Nell’Italia dell’amnesia c’è una sola istituzione, che in queste ore ricorda che la sentenza della Cassazione non lava Silvio Berlusconi dall’indegnità politica. È la Chiesa di Francesco.

Tra gli affannati commenti a considerare la vicenda Ruby “chiusa, punto e basta!“, spicca la voce del segretario della Cei, monsignor Nunzio Galantino, che seccamente ha sottolineato: “La legge arriva fino a un certo punto ma il discorso morale è un altro”. Di che si tratti (anche se la casta politica dominante fa finta di non capire) lo ricapitola l’Avvenire con un commento segnalato in prima pagina, sferzante nella titolazione. “Riso amaro… un nodo che resta”.
Il nodo, lo spiega bene il direttore Marco Tarquinio, è quell’articolo della Costituzione, che esige di “adempiere con disciplina e onore” ogni pubblico ufficio e – sottolinea Tarquinio – tanto più vale per chi occupa il “massimo ruolo di governo”.

Ci voleva l’effetto Francesco per rompere l’ipocrisia italiana, per cui nella vita pubblica è condannabile solo chi è sanzionato penalmente dal tribunale. Nelle democrazie occidentali non è così.
Negli Stati Uniti, il cui rigore è tenacemente ignorato dal premier modernizzante, c’è un criterio tagliente come la spada: comportamento “appropriato ” o “inappropriato”. Chi sgarra è fuori. Hillary Clinton è già sotto accusa per avere usato per le sue email un server sbagliato. Figurarsi.

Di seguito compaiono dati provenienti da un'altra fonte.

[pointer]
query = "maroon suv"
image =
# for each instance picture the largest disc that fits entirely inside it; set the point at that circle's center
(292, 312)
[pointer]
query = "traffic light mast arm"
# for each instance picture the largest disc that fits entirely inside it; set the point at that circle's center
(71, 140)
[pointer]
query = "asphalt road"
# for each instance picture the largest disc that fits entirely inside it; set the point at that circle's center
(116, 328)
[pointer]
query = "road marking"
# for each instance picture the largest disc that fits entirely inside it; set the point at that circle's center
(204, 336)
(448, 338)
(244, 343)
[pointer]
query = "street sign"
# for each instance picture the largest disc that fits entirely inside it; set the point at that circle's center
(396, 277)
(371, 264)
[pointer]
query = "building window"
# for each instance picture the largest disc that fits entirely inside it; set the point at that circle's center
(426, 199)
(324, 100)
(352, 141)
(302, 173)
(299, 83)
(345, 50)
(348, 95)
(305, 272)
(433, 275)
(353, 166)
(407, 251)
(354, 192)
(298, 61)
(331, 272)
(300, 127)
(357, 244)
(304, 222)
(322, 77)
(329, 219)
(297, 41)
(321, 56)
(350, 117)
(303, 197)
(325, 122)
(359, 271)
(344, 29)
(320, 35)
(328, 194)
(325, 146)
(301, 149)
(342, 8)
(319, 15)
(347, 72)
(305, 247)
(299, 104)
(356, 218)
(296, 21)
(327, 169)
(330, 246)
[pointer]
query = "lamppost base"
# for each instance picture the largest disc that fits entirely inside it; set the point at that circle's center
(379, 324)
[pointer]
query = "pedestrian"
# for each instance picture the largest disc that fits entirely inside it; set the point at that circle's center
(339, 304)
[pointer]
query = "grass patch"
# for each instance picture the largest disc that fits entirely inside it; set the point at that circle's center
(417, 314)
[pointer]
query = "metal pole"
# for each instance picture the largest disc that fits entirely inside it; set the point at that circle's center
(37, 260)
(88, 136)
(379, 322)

Berlusconi in Europa e negli Usa non sarebbe da tempo un personaggio verso cui qualsiasi parte politica possa esprimere “grande sintonia”.

Tocca al giornale dei vescovi rammentare l’intreccio tra i “dettagli per nulla entusiasmanti” delle cene di Arcore e le manovre del premier per “avventurosamente ‘liberare’ una ragazza a torto o a ragione accusata di furto, presentandola per di più come nipote di Mubarak”.

La conclusione fulminante è che l’assoluzione della Cassazione “non coincide con un diploma di benemerenza politica e di approvazione morale”. Famiglia Cristiana, che a suo tempo non si piegò alla logica del patto Berlusconi-Vaticano, batte sullo stesso tasto. La sentenza, scandisce, “non ha cancellato con un colpo di spugna i fatti”, ne ha solo negato la valenza penale. Non dovrebbe bastare per “assolvere” certi comportamenti davanti al tribunale della politica e della morale “come si sta cercando da più parti di fare”.

Domani ci sarà chi scriverà che la Cei ha bacchettato Berlusconi. Non di questo si tratta. Le parole del vescovo Galantino, che definisce la posizione dell’Avvenire coraggiosa e da sostenere, indicano l’abisso tra due modi di concepire la responsabilità politica, sociale e istituzionale.

Di qua il modello Arcore-Rignano per cui tutto è riconducibile, sempre, al mercato delle vacche politicante. Di là la visione di una società con regole condivise, anche di etica civile. Valide anzitutto per il giudizio pubblico. Roba da papa venuto dalla fine del mondo.